Taipei, December 10, 2022 – In response to news reports that a Hong Kong court on Saturday sentenced Jimmy Lai, founder of the Next Digital media company and the pro-democracy newspaper Apple Daily, to five years and nine months imprisonment on fraud charges, the Committee to Protect Journalists condemned the sentencing and called for Lai’s immediate release.
“The harsh sentence handed to Jimmy Lai on trumped-up fraud charges shows how Beijing and Hong Kong will stop at nothing to eliminate any dissenting voices,” said CPJ Asia Program Coordinator Beh Lih Yi in Frankfurt, Germany. “Authorities must end this persecution once and for all. Lai is 75 and has served two years behind bars. He must be released immediately and all charges must be dropped.”
The sentence was handed down after a court on October 25 convicted Lai of two counts of fraud for allegedly violating the terms of the lease of Next Digital’s headquarters.

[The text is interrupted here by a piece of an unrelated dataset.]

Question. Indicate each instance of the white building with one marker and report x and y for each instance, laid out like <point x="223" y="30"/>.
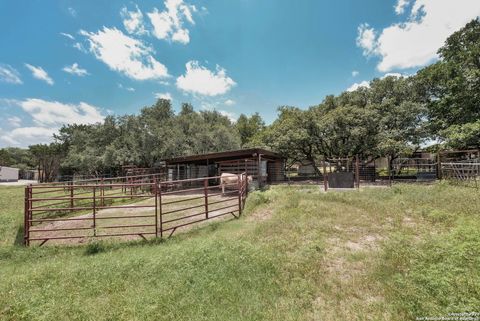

He was also fined HK$2 million (US$257,000).
Lai plans to appeal the jail sentence, former Next Digital executive Mark Simon told CPJ via email.
Wong Wai-keung, a Next Digital administrative director was also convicted on the same charge and sentenced to 21 months in prison.
Lai has been in prison since December 2020 and has served a 20-month prison term for two other charges relating to his alleged involvement with unauthorized demonstrations. He is awaiting trial on national security charges, for which he faces life imprisonment; proceedings are expected to begin on December 13.
In 2021, Lai received CPJ’s Gwen Ifill Press Freedom Award in recognition of his extraordinary and sustained commitment to press freedom.
China was the world’s worst jailer of journalists in 2021, according to CPJ’s 2021 prison census, the first time that journalists in Hong Kong appeared on CPJ’s census. CPJ will release its 2022 prison census on December 14.